We’ve seen similar rulings around the country, from California to New York to Missouri. Combined with two appellate rulings, these amount to a clear judicial consensus. And it turns out the sky has not fallen; SDOs continue to profit from their work, thanks in part to the volunteer labor of the experts who actually draft the standards and don’t do it for the royalties. You would think the SDOs would learn their lesson, and turn their focus back to developing standards, not lawsuits.
Instead, SDOs are asking Congress to rewrite the Constitution and affirm that SDOs retain copyright in their standards no matter what a federal regulator does, as long as they make them available online.
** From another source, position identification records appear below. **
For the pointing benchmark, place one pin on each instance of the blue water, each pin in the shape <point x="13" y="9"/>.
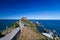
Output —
<point x="5" y="22"/>
<point x="50" y="24"/>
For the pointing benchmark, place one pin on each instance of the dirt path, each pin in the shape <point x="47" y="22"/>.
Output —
<point x="28" y="34"/>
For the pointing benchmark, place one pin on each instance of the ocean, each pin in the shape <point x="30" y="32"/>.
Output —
<point x="49" y="24"/>
<point x="6" y="22"/>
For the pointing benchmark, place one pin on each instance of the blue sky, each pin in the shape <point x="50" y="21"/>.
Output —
<point x="32" y="9"/>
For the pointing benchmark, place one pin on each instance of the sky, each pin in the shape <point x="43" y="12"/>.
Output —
<point x="32" y="9"/>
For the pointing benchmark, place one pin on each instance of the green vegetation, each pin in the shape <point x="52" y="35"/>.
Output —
<point x="14" y="24"/>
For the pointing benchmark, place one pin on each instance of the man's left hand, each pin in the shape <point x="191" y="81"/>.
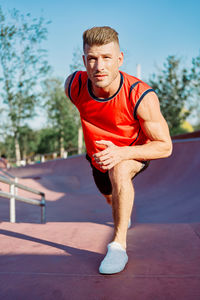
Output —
<point x="109" y="157"/>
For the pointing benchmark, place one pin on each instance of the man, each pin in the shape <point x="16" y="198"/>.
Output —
<point x="123" y="129"/>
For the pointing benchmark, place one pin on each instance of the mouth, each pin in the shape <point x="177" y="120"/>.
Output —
<point x="100" y="76"/>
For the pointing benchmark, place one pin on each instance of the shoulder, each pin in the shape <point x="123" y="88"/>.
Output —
<point x="74" y="81"/>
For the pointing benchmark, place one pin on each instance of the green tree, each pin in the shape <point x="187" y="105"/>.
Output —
<point x="23" y="64"/>
<point x="62" y="117"/>
<point x="195" y="85"/>
<point x="172" y="85"/>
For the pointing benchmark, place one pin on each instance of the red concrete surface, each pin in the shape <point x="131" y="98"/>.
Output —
<point x="60" y="259"/>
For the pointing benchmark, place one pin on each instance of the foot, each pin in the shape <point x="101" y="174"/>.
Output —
<point x="115" y="259"/>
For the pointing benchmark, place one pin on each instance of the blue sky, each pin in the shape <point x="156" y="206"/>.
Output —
<point x="149" y="31"/>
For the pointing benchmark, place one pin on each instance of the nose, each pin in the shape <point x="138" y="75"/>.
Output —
<point x="99" y="64"/>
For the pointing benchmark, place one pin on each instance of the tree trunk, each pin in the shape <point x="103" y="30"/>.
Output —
<point x="62" y="149"/>
<point x="80" y="140"/>
<point x="17" y="152"/>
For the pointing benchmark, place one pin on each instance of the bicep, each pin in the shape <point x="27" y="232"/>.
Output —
<point x="67" y="83"/>
<point x="151" y="119"/>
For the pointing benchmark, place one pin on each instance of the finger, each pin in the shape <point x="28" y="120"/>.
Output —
<point x="102" y="157"/>
<point x="106" y="143"/>
<point x="101" y="153"/>
<point x="108" y="167"/>
<point x="105" y="162"/>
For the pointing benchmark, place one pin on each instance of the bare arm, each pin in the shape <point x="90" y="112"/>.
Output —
<point x="67" y="81"/>
<point x="156" y="129"/>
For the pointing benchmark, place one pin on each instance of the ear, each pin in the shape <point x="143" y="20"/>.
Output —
<point x="84" y="60"/>
<point x="120" y="59"/>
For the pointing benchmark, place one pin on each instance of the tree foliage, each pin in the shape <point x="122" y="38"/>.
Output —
<point x="23" y="64"/>
<point x="62" y="117"/>
<point x="172" y="85"/>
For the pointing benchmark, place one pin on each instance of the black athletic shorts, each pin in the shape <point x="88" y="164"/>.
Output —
<point x="102" y="180"/>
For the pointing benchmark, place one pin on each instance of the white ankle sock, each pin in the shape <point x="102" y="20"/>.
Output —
<point x="115" y="259"/>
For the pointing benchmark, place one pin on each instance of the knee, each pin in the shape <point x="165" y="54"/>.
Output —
<point x="120" y="172"/>
<point x="124" y="171"/>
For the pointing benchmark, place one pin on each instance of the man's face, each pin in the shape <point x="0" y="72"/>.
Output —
<point x="102" y="63"/>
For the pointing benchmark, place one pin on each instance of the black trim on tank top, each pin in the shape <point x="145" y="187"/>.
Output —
<point x="107" y="99"/>
<point x="80" y="83"/>
<point x="70" y="84"/>
<point x="132" y="87"/>
<point x="136" y="137"/>
<point x="140" y="99"/>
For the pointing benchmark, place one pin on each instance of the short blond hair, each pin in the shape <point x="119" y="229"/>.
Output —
<point x="99" y="36"/>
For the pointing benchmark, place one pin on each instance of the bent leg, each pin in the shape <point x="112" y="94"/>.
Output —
<point x="123" y="197"/>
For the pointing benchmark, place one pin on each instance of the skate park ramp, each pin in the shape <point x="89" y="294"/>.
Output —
<point x="60" y="259"/>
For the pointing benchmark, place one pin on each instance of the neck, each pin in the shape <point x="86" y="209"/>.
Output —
<point x="108" y="91"/>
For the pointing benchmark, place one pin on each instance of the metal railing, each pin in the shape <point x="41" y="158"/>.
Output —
<point x="12" y="195"/>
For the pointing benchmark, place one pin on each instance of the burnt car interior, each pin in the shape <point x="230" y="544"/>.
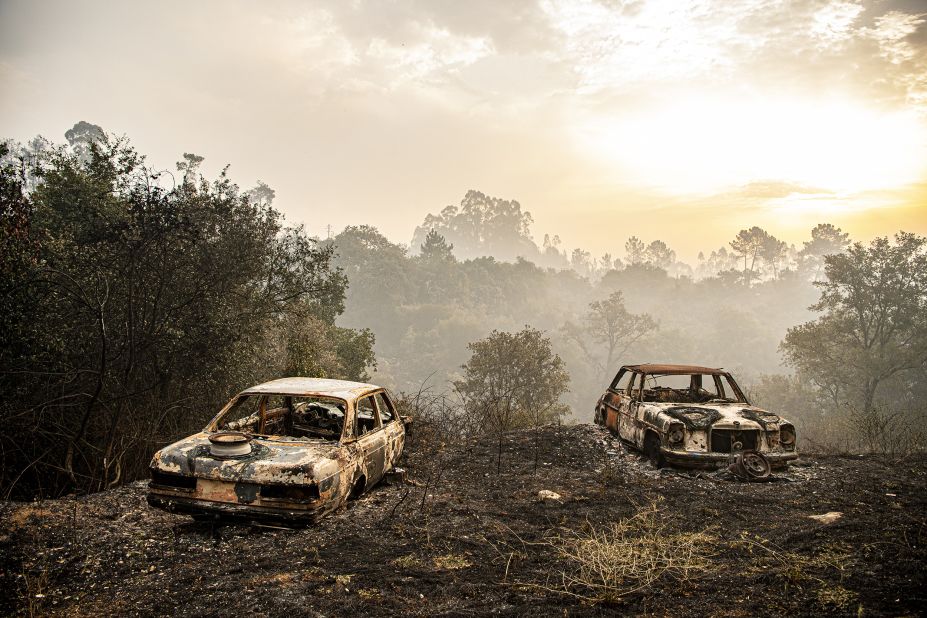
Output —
<point x="366" y="420"/>
<point x="681" y="388"/>
<point x="285" y="415"/>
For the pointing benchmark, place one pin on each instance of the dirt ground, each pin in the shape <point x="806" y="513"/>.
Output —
<point x="463" y="538"/>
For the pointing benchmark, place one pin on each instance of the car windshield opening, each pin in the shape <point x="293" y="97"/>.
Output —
<point x="691" y="388"/>
<point x="282" y="417"/>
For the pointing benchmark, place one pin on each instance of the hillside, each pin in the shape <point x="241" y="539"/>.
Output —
<point x="462" y="539"/>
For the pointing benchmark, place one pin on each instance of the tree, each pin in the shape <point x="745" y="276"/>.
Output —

We know what that means because the SDOs have already created “reading rooms” for some of their standards, and they show us that the SDOs’ idea of “making available” is “making available as if it was 1999.” The texts are not searchable, cannot be printed, downloaded, highlighted, or bookmarked for later viewing, and cannot be magnified without becoming blurry. Cross-referencing and comparison is virtually impossible. Often, a reader can view only a portion of each page at a time and, upon zooming in, must scroll from right to left to read a single line of text. As if that wasn’t bad enough, these reading rooms are inaccessible to print-disabled people altogether..
It’s a bad bargain that would trade our fundamental due process rights in exchange for a pinky promise of highly restricted access to the law. But if Congress takes that step, it’s a comfort to know that we can take the fight back to the courts and trust that judges, if not legislators, understand why laws are facts, not property, and should be free for all to access, read, and share.